Short story: I can't get an entity like '𠂉' to store in a MySQL database, either by using a text field in a Ruby on Rails app (with default UTF-8 encoding) or by inputting it directly with a MySQL GUI app.
As far as I can tell, all Chinese characters and radicals can be entered into the database without problem, but not these rarely typed 'character components.' The character mentioned above is unicode U+20089 and html entity 𠂉
I can get it to display on the page by entering <html>𠂉</html>
and removing html escaping, but I would like to store it simply as the unicode character and keep the html escaping in place. There are many other Chinese 'components' (parts of full characters, generally consisting of 2 or 3 strokes) that cause the same problem.
According to this page, the character mentioned is in the UTF-8 charset: http://www.fileformat.info/info/unicode/char/20089/charset_support.htm
But on the neighboring '...20089/index.htm' page, there's an alert saying it's not a valid unicode character.

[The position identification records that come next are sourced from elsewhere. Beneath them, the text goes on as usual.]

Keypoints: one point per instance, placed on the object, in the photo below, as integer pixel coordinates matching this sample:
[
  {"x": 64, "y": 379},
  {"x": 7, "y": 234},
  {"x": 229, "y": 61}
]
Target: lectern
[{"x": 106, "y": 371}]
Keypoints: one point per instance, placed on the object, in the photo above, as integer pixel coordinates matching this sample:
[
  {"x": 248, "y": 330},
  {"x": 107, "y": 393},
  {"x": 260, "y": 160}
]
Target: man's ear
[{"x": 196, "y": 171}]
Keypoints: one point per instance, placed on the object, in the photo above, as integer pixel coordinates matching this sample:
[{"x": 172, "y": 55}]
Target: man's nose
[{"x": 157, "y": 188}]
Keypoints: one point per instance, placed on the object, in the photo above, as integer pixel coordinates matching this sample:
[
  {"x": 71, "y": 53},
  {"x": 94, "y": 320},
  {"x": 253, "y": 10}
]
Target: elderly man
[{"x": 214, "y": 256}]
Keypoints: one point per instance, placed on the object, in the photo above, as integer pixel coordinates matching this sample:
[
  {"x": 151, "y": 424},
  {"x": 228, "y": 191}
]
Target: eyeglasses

For reference, that entity can be found in Mac OS X by searching through the character palette (international menu, "Show Character Palette"), searching by radical, and looking under the '丿' radical.
Apologies if this is too open-ended... can a character like this be stored in a UTF-8-based database? How is this character both supported and unsupported, both present in the character set and not valid?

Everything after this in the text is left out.